I concede the possibility that every weekday morning the bigwigs at Honda and Toyota and GM sit around a conference room table and pound their fists about the unacceptability of so many road fatalities. If this is the case, I've yet to hear about it.

All I see is the same marketing I assume everyone else does. These advertisements tout the car's safety features relative to other cars, a clever tactic because in order for a 'relative' safety feature to have any merit it must be compared against a fixed/accepted status quo consumers are unable to improve upon unless they pay extra money.

In the end, it should just come down to lives lost. One way to get to 30,000 deaths next year would be if my entire hometown was run over by a 34E bus on January 1, 2018. This is obviously an unrealistic scenario (though not difficult to imagine as my premise for a modern interpretation on 'The Lottery').

5. FOR FREE!

The baffling aspect of 'on street' parking is how it seems to contradict my understanding of local land values. I used to live in an apartment in South Boston where the driveway rented for around $300 per month. That's about $10 per day for a fixed place to leave a car all year.

To calculate what an on-street spot should go for based on $10 per day for a driveway, I first needed to understand the premium for temporary parking compared to permanent parking. To calculate such an amount, I looked at how hotels were priced relative to apartment rents. My logic was the difference between the permanent living space and the temporary one would give me a decent estimate of the premium an on-street space should charge.

My casual observation concluded hotels go for around two to three times the daily rent of area apartments. Using $10 per day for my former driveway, on street parking should go for around $20 to $30 per day. It feels about right because local parking garages charge a comparable amount for all-day parking.

I looked up what the rates are on local meters and found the range varied from $1.25 to $4 per hour. This is not quite the 'close but no cigar' result I was expecting. A driver paying to park all day at those rates will spend somewhere between $15 and $40 per day or so. But keep in mind the meter rates do not factor in all the free spaces available. If the free and metered spaces were averaged out, the hourly 'rate' will surely fall.

On the topic of free...people love FREE stuff, do they not? Those who choose to drive in gas-guzzling circles seeking a FREE space instead of paying some garage $10 might choose differently if the FREE on-street option was eliminated. Just by charging a nominal sum, a city could dissuade some of the congestion-causing traffic resulting from people seeking out a FREE space. These drivers would either drive straight to a garage or find an alternate means to enter the city.

6. Will the next invention be the self-ranting blogger?

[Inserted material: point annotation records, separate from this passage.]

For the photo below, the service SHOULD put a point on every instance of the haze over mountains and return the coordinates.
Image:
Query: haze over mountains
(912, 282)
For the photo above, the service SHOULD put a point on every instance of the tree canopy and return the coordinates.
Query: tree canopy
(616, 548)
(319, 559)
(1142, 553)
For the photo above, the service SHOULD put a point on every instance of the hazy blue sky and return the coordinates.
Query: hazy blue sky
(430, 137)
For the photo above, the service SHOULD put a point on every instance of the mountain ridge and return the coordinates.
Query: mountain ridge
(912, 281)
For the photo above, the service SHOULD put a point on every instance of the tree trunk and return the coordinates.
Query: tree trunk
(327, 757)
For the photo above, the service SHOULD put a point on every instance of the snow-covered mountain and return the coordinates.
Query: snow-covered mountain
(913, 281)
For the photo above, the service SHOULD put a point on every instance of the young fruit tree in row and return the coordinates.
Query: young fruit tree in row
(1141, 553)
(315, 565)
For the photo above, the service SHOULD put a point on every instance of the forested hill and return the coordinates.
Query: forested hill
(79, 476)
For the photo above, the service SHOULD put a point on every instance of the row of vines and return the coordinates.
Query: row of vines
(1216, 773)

I wanted to rant against the self-driving car in this post but it (somehow) didn't fit. So, I'll just put into this footnote the thing I always rant about regarding these self-driving autos:

If automating driving is so easy, why are humans still driving subway cars?

And the self-driving car is not really a special example. Almost all inventions appear designed to take driving decisions away from drivers. What's the last invention whose purpose was to make drivers better at driving?

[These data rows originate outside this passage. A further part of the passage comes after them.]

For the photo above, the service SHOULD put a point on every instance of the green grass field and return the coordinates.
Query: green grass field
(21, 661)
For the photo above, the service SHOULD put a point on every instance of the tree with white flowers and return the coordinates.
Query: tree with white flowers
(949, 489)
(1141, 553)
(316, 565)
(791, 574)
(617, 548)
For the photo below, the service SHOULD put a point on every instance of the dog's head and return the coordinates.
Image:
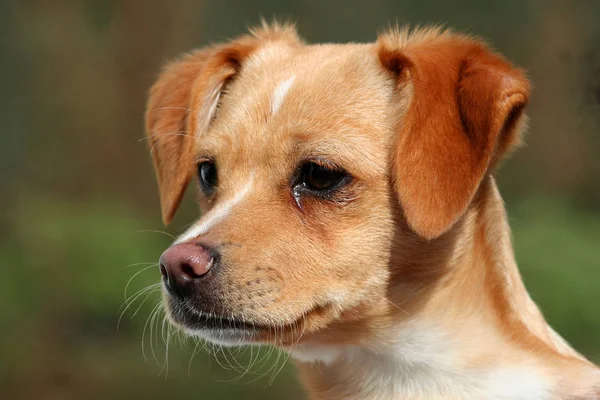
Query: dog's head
(320, 169)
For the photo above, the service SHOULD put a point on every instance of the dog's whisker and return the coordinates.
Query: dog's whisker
(133, 277)
(163, 137)
(129, 301)
(156, 231)
(155, 309)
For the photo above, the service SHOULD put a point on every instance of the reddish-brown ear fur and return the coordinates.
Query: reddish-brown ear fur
(463, 114)
(182, 104)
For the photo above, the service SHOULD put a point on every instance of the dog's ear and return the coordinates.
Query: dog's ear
(183, 103)
(462, 110)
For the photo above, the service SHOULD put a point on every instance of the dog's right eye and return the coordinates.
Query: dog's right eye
(207, 175)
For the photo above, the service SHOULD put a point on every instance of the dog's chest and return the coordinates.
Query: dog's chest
(421, 364)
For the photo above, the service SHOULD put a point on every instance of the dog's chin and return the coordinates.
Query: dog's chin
(225, 337)
(227, 330)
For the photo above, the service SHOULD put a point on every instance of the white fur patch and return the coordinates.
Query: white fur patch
(279, 94)
(422, 363)
(216, 214)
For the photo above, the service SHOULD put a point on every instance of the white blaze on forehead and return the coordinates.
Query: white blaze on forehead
(215, 215)
(279, 93)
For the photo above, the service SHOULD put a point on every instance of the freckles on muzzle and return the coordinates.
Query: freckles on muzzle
(202, 289)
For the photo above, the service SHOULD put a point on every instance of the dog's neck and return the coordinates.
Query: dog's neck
(477, 334)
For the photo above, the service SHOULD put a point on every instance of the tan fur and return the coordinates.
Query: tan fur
(416, 244)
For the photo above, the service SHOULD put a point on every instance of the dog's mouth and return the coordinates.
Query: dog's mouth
(231, 330)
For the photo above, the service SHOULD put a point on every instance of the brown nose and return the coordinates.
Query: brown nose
(182, 264)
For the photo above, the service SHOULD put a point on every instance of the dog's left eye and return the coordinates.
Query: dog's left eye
(207, 174)
(318, 178)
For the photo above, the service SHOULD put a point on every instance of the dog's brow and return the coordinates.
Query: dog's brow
(215, 215)
(279, 93)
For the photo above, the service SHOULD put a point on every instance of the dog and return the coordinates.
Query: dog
(350, 216)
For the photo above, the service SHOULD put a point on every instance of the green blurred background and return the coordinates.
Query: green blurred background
(79, 198)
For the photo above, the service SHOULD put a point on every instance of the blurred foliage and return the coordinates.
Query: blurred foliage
(81, 209)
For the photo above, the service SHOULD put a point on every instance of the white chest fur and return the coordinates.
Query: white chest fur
(421, 363)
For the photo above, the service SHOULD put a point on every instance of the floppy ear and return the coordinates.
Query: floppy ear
(183, 102)
(464, 108)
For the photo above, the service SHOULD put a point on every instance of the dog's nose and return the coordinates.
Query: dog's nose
(182, 264)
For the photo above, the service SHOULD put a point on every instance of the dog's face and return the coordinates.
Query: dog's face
(319, 170)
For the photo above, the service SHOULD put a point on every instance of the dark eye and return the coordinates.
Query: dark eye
(207, 174)
(320, 178)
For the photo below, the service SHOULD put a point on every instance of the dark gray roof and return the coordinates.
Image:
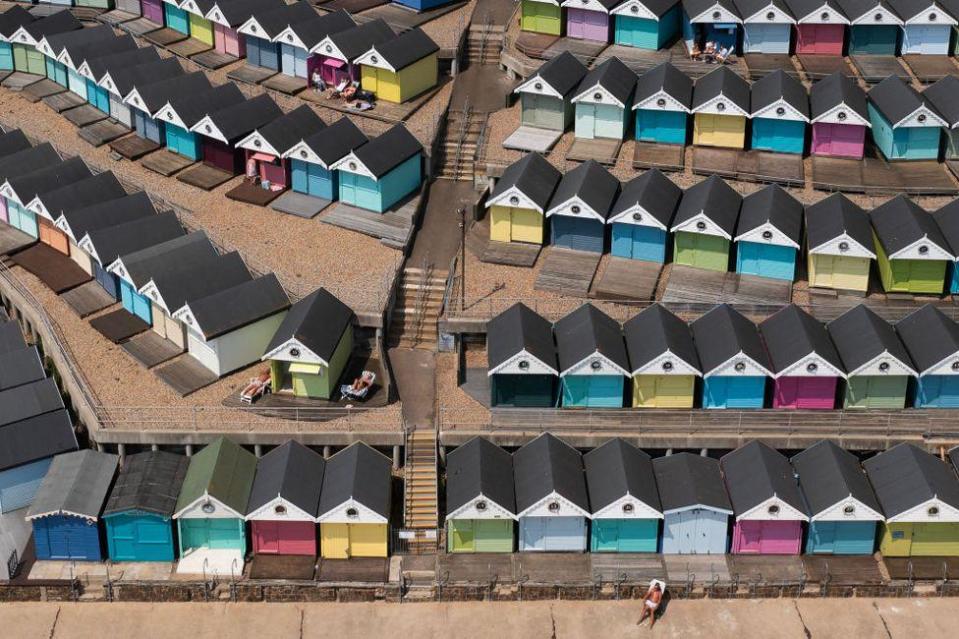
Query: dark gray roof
(774, 205)
(828, 474)
(665, 77)
(754, 473)
(715, 199)
(358, 473)
(546, 465)
(36, 438)
(654, 192)
(834, 90)
(114, 241)
(723, 333)
(476, 468)
(721, 80)
(792, 334)
(591, 183)
(29, 400)
(860, 336)
(385, 152)
(291, 471)
(685, 480)
(148, 482)
(614, 76)
(929, 336)
(533, 176)
(516, 329)
(616, 469)
(655, 330)
(905, 476)
(586, 331)
(563, 73)
(901, 222)
(76, 484)
(239, 306)
(318, 321)
(779, 85)
(833, 216)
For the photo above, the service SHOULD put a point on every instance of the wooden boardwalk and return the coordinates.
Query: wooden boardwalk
(567, 272)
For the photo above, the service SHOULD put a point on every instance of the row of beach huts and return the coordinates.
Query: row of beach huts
(723, 360)
(774, 113)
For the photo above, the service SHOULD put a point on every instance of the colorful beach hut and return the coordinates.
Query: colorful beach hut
(768, 507)
(552, 503)
(662, 359)
(521, 357)
(804, 361)
(480, 498)
(623, 497)
(733, 359)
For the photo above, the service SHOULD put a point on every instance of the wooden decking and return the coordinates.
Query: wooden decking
(626, 279)
(567, 272)
(52, 267)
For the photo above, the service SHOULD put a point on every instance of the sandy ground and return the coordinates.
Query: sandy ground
(771, 618)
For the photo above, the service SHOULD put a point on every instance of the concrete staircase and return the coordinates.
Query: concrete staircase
(418, 304)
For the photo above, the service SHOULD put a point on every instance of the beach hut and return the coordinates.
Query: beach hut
(139, 512)
(839, 244)
(311, 158)
(231, 328)
(779, 113)
(768, 233)
(911, 250)
(517, 205)
(662, 359)
(541, 16)
(919, 495)
(647, 24)
(878, 365)
(767, 25)
(663, 98)
(593, 366)
(904, 125)
(603, 100)
(383, 172)
(401, 68)
(720, 109)
(715, 21)
(334, 55)
(284, 501)
(354, 513)
(480, 498)
(926, 27)
(804, 361)
(820, 26)
(623, 497)
(696, 508)
(704, 225)
(842, 505)
(311, 348)
(734, 362)
(839, 117)
(766, 501)
(552, 503)
(642, 215)
(65, 512)
(874, 27)
(211, 506)
(521, 359)
(546, 97)
(932, 340)
(580, 206)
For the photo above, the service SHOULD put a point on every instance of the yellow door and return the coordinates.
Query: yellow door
(335, 541)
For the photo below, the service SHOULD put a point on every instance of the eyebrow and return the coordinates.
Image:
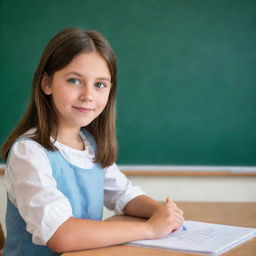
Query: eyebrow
(80, 75)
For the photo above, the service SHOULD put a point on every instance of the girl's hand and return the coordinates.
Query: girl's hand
(166, 219)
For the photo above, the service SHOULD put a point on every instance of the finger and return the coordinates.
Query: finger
(168, 200)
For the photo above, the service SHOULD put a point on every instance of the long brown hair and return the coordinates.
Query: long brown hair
(40, 113)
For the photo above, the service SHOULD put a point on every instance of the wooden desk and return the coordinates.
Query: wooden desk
(237, 214)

7. I passed, by the way...

I thought the test was funny at the time but I know better than to laugh today. My singular experience hardly proves any larger trend, of course, but I'm open to explanations about this whole 'thirty thousand deaths a year' thing.

8. Well, among other things...

If agency was such a simple concept to teach, Vanderbilt's Traffic would have fit on the back of a t-shirt. It would have looked like this:

Traffic by Tom Vanderbilt

Chapter 1: Drive better...

The End

Perhaps, a bumper sticker would work better:

"If you can read this, get your eyes back on the road!"

9. And what is this 'current path', dare I ask?

Glad you asked! It's the one where car makers produce expensive new safety features every year while the rest of us struggle through clogged intersections, the unavoidable result of months-long construction projects resulting from traffic engineers deciding to change two traffic lightbulbs and paint a couple of stripes on the road to improve traffic flow by a percentage point or two.